Everything You Need to Know about Euphorbia Care
Euphorbia is a very large species of plants. About 1,200 of them are succulents, some with bizarre shapes and wide, fleshy leaves and others that look remarkably like cacti, complete with spines. There are many varieties of Euphorbia plants, with fascinating forms that range from shrubs, herbs, or cactus-like specimens. Growing Euphorbias is easy and some are hardy in temperate climates. Most varieties of Euphorbia plants produce weird and unusual flowers. Check out our Euphorbia collection.
Euphorbias are very easy to care for. They require a little pampering to become established, but once they are these plants are quite self-sufficient. In fact, more die from too much care, especially overwatering, than from neglect. However, they are fairly hardy and make great houseplants.
Euphorbia plants prefer a spot in full sun, meaning at least six hours of direct sunlight on most days, though some species can tolerate part shade. In hot climates, some afternoon shade can be helpful for most species. From spring to fall, the Euphorbia should be placed on the balcony or in the garden. Ideally, the sun exposure should be adjusted gradually to prevent sunburn.
All Euphorbias, especially the succulent varieties, need well-draining soil. A sandy soil with a slightly acidic to neutral soil pH is best, though most will do fine in slightly alkaline soil as well. When grown in containers, Euphorbia should be planted in a cactus/succulent potting mix.
Euphorbias are drought survivors. But that doesn’t mean they do not need water! Water whenever the top layer of soil seems to be dryer during the growing season that is from spring to fall. During winter, reduce watering to only when the plant shows signs of wilt. The best time to water Euphorbia during warm season is evening.
Temperature and Humidity
Most Euphorbias can tolerate hot temperatures and prefer a warm surrounding with average temperature of around 27°C. Some species can handle cold temperatures while others may thrive well in hotter temperatures.Humidity tolerance also varies. It’s important to have good ventilation around the plants if there is high humidity to prevent fungal disease.

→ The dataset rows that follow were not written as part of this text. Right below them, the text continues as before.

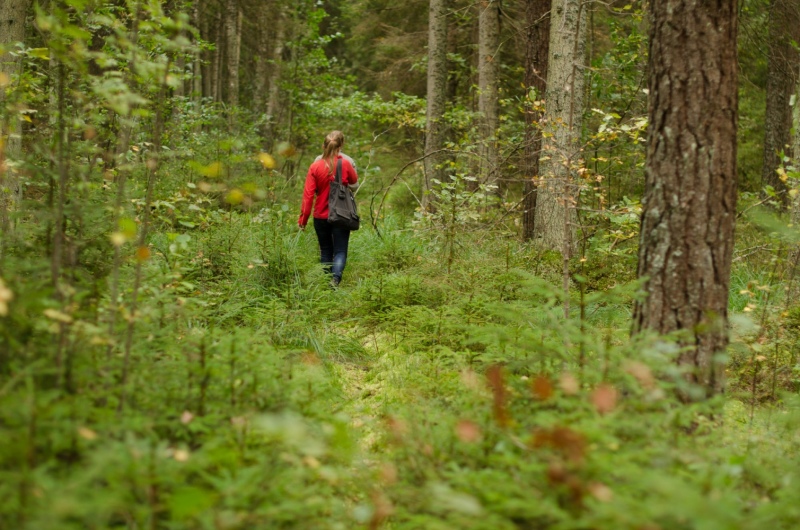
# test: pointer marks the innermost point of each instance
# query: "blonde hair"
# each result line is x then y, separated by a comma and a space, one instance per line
330, 148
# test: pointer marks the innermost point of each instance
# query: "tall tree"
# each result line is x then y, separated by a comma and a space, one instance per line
556, 216
686, 240
437, 94
233, 39
537, 45
783, 63
12, 29
488, 48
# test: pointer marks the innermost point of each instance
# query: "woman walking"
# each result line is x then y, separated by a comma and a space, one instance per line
333, 239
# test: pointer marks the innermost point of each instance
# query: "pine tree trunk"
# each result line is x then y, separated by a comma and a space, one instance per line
686, 240
197, 70
264, 19
537, 20
488, 48
12, 29
782, 75
233, 39
274, 82
556, 216
437, 93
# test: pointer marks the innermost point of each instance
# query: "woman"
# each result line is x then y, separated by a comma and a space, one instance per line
333, 239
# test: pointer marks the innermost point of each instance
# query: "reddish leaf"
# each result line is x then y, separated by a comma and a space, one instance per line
496, 381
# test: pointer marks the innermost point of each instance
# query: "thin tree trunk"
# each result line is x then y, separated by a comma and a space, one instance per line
686, 240
274, 83
488, 48
556, 216
537, 20
782, 75
12, 29
233, 39
207, 57
263, 17
437, 94
197, 70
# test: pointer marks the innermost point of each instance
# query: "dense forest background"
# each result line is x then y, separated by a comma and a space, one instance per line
507, 349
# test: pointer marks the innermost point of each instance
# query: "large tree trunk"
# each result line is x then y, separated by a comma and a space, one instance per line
488, 48
12, 29
437, 93
537, 44
782, 74
556, 215
233, 39
686, 239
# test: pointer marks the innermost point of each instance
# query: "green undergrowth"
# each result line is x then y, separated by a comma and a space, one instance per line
257, 397
441, 386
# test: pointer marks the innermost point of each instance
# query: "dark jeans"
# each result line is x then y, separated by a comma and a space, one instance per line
333, 242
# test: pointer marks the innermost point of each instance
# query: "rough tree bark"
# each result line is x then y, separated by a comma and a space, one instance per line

Feeding requirements vary by Euphorbia species, but in general all of the plants will benefit from some fertilizer. Adding compost or a balanced organic fertilizer to a new plant will help to promote healthy growth. Then, many Euphorbia species will do fine with a weak liquid fertilizer applied throughout the growing season. Container plants typically need more feeding than ones grown in the ground. And a plant that develops yellowing leaves at the bottom is one that’s in need of feeding.
- Symptom: Stem rot
Cause: Damaged plant.
- Symptom: Root rot
Cause: Clogged water, over-watering.
- Symptom: Leaf spots
Cause: Fungus (Fusarium).
Euphorbia is a very large genus of plants with more than 2,000 species.The species of Euphorbia grown for landscape use or as houseplants are mostly succulents, which feature fascinating shapes and foliage, but a few are known for their flowers.
Euphorbias are very easy to care for. They require a little pampering to become established, but once they are these plants are quite self-sufficient. In fact, more die from too much care, especially overwatering, than from neglect. However, they are fairly hardy and make great plants.